The catch was that servicing the software sales took much longer than Wilson had anticipated. “Instead of selling the model several times easily, the service component meant it was never going to be scalable,” he says. “It required too much support.”
Last year Wilson re-evaluated his offering again. “We were still generalists in that we were targeting many markets with our software and agency services model,” he says. “Scaling was still an issue, as we were trying to be everything to everyone.”
Wilson then established an advisory board of four individuals with a range of industry experience. “We were suffering from not being able to see the trees from the forest, so it was hard to get real clarity around the business,” he says. “The board ensured we had outside perspective in considering the best way to capitalise what we had already created.”
After doing some internal workshops and research and engaging former chief marketing officer for GE AustraliaJodie Leonard to do some analysis, retail and property development were identified as the two best market segments for the company’s existing offering.
“It was an ‘a ha’ moment,” Wilson says. “As a small business, you take any business you get through the door so you tend not to specialise in one domain. Thinking about a focus on retail felt like all the cards were falling into place.”
Using their internal software and digital marketing expertise they developed a product that retailers can use in stores. “It enables retailers to bring all the components that make online shopping enjoyable – such as the touch screen and interactive elements – into their shops,” he says. “Recent challenges with the economy and online trading has made retail particularly receptive to new opportunities to combat these factors.”
Late last year the business launched Blocks Global for the retail industry and set about changing its operations to support it.
“We had to change everything about the way we work,” Wilson says. “We had to become more agile, build better structures around internal processes, build a customer support function and re-evaluate our billing system and all the mechanics that support the business.”
The next step is capital raising, for which the business has engaged EAC Advisory Partners to help. “To grow in the way and at the speed we want, we need external investment,” Wilson says. It means more change is under way. “It’s a specialist job to clean up the balance sheet, remodel the business structure, develop partnership agreements and set up investor relations.”

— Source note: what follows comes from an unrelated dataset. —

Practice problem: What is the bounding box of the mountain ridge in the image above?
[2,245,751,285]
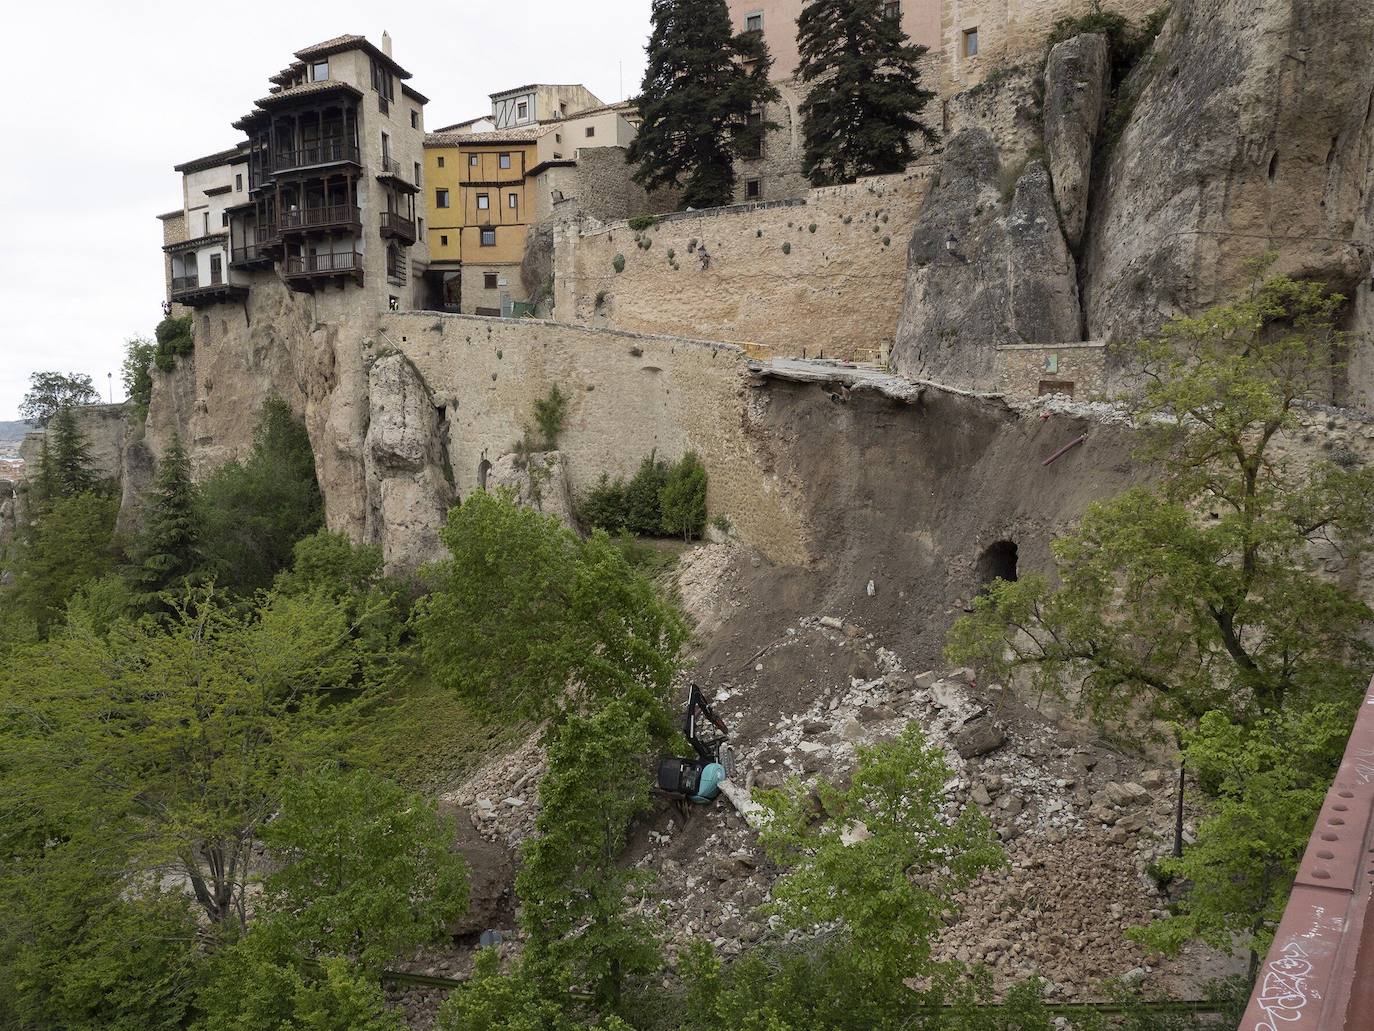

Two years ago, the founder and executive chairman of listed software company TechnologyOne, Adrian Di Marco, restructured his business to get ready for cloud computing. The project cost $250 million and was a considerable undertaking, which Di Marco says all restructures should be.
“They are big decisions, because ideally you need a big and ambitious agenda that will deliver major change to undergo a restructure,” he says. “Achieving small incremental benefits is not enough.”
Di Marco says knowing when to restructure, and how to execute the plan, is an essential component of a chief executive’s job.
“As a leader, you need to be able to recognise when it is time to introduce better practices, seek different synergies and bring in new thinking. There is always resistance immediately because people feel threatened by change but the chief executive’s role is to get people on board and bring them along.”
Notwithstanding an executive’s best efforts, Di Marco says good people will still leave. “Generally you lose 10 to 15 per cent of staff with any restructure and as part of that you have to be prepared to lose some of your good people.”
It’s part of the reason Di Marco says cost savings are not enough to justify the upheaval that a restructure triggers.
“You can save money with a restructure because you can implement more efficient processes and systems and cut headcount but those savings should not be the primary driver,” he says. “The driver should be to bring in new efficiencies, new ideas, new blood and new processes to underpin the change.”